Chef Peter Chang is an institution in the region. The name conjures excitement, awe, and respect, and for good reason: the reality is that few chefs around here are cooking authentic Chinese food of such high quality. Mama Chang, his newest outpost in Fairfax, Virginia, focuses on the cuisine of the Sichuan and Hubei provinces, serving you elevated homestyle cooking. Think of it as one of the best family-style meals you’ll ever have, period.
The celebrated chef obtained near-legendary status in the early aughts, thanks to his culinary prowess and nomadic lifestyle. But unlike most contemporary chefs who pop up in kitchens around the country by choice, Chang’s constant movement was a matter of necessity: he left his post as chef to the Chinese Embassy and sought after a new life for himself and his family in the United States, something the People’s Republic of China was not too happy about.
As the story goes, Chang’s cooking was so extraordinary – so uniquely remarkable, even to the most minimally trained palate – that rumors of his cooking at different Chinese restaurants around the country were closely tracked on digital message boards by a growing number of fans, the self-proclaimed “Changians”. Arlington, Richmond, Williamsburg, Marietta, Knoxville, Charlottesville; Chang moved around a lot for over a decade, before shifting political tides made it safe for him to emerge from the shadows. Now his family owns a handful of restaurants on the East Coast, and the Changs occupy rarified air in a time when American diners are actively seeking to try authentic culinary experiences. People want to eat what the cooks in the back have been eating all along: give me the fish heads, the chicken livers, the pigs feet, the beef tongue – the good stuff.
Chef Peter Chang and his wife Lisa run the kitchen here, as they do in all of their restaurants, with the help of their daughter Lydia, who heads up business development for the restaurant group. The Chef and his wife came to greet us, and Lydia served as our host for the evening, walking us through each of the dishes and how they tied to her family’s history and nostalgia. Everything we ate that night was something we could expect to find in the Chang’s home kitchen – this place was decidedly not catering to the old notions of “Chinese” food we might have grown up with. But it’s fair to say that even General Tsao played his role in history – you’ve got to walk before you can run.

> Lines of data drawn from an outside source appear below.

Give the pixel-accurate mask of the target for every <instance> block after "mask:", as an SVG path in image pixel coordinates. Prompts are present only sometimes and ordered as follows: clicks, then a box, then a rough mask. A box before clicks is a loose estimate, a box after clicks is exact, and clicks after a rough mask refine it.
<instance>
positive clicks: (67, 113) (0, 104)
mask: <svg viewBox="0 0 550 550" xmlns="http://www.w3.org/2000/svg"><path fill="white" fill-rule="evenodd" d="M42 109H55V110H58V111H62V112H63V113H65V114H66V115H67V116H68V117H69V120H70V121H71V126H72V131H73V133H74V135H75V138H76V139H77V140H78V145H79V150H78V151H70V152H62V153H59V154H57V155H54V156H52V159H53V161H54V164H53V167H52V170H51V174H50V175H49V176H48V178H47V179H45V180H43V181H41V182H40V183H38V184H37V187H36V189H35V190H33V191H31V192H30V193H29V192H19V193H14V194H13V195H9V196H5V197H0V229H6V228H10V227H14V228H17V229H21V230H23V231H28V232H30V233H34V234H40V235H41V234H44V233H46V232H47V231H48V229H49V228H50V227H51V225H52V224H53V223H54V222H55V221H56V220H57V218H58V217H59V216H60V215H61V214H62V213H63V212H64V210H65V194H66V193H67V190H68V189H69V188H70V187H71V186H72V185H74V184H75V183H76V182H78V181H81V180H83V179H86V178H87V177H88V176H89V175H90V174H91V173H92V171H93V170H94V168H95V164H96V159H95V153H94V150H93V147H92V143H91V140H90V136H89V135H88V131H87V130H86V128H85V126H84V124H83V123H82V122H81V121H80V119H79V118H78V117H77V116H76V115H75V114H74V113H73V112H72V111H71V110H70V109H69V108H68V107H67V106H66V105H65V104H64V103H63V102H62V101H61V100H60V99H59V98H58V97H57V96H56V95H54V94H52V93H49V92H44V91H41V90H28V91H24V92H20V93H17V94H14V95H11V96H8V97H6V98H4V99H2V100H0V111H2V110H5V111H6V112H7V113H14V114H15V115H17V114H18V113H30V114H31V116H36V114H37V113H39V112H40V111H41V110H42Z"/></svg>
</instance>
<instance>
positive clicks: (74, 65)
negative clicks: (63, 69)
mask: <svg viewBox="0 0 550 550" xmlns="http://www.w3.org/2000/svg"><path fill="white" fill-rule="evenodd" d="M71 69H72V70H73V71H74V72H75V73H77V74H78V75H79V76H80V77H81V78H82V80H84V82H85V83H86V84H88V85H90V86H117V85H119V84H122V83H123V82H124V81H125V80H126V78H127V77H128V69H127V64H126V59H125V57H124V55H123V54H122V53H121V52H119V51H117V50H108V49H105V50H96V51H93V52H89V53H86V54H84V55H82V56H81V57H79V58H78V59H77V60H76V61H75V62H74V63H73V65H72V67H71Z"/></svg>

Mama Chang has been open for a few months now, slowly but surely drawing in a solid clientele. The restaurant itself is beautiful, with plenty of open spaces, natural light, and blonde wood tables, with the occasional greenery. The walls have a slightly more industrial edge, with ash-grey tiles stacked upon each other to form intricate wave patterns. A group of us were invited to to try their fall menu, with its focus on dishes that make the most of the harvest.
Highlights include the small lychee black pepper chicken – with bright and fragrant peppers that seem innocuous at first, but ultimately packed a punch. It was so good and so spicy; I couldn’t stop eating it, despite the risk of sandblasting my tastebuds. Braised pork belly with bok choy and tea eggs was another group favorite, a delicate combination of fatty, umami-forward flavors and crispy, gooey textures. Our group devoured it almost immediately. Lotus root pearls, blue crab meatballs, jade noodles with a whole steamed lobster and flounder – so much amazing flounder, cooked in pickled chilis – meant that there was always some phenomenal dish spun around on the lazy Susan, as our group of strangers (all food writers) made friendships over mouthfuls of food and swigs of Tsingtao. Mama Chang is the kind of place where you can expect to get to know someone.
Mama Chang is located at 3251 Old Lee Hwy Ste101, Fairfax, VA 22030.